Shares in the New York-based company rallied 5.3 per cent to $170 in early trading after it said profits rose to $452m or $2.26 a share, compared with $243.4m or $1.19 a share in the year ago period. Adjusting for one-time items, earnings of $1.48 a share, topped estimates of $1.36.
Sales rose 5 per cent from a year ago to $1.63bn, above analyst estimates of $1.59bn. An 11 per cent rise in beer sales helped boost the company’s top line, even as sales of wine and spirits were flat.

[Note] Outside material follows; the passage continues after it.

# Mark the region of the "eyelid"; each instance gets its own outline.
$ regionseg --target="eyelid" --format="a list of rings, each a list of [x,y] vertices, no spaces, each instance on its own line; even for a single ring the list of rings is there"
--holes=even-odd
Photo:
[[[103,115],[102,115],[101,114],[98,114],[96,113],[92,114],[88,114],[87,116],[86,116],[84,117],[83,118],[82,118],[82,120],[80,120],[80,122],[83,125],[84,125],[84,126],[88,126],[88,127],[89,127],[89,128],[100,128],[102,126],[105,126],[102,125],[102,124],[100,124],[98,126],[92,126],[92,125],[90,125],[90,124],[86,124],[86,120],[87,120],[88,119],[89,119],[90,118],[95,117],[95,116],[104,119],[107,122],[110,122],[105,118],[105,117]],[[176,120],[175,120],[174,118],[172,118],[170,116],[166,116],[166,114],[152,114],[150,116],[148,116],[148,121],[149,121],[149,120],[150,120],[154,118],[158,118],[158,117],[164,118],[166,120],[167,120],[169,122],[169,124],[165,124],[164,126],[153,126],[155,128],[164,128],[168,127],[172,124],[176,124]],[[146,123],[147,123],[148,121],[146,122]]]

Constellation divested its Canadian wine business to Ontario Teachers’ Pension Plan in December in a transaction that was valued at C$1.03bn ($775m).
Following the upbeat results, the company boosted its quarterly cash dividend by 30 per cent to 52 cents a share of Class A common stock and 47 cents a share of its class B common stock.
Sentiment on Constellation Brands soured and shares fell 12 per cent after Donald Trump won the presidential election in November on concerns about his plans for a border-adjustment tax and his tough stance on Mexico. However, the shares have reversed much of their losses since then and are now down 3.1 per cent since the election.
Looking ahead the company expects to report fiscal 2018 earnings in the range of $7.65 to $7.95 a share and on a comparable basis, it projected earnings in the range of $7.70 to $8 a share, above analysts’ estimates of $7.51 a share.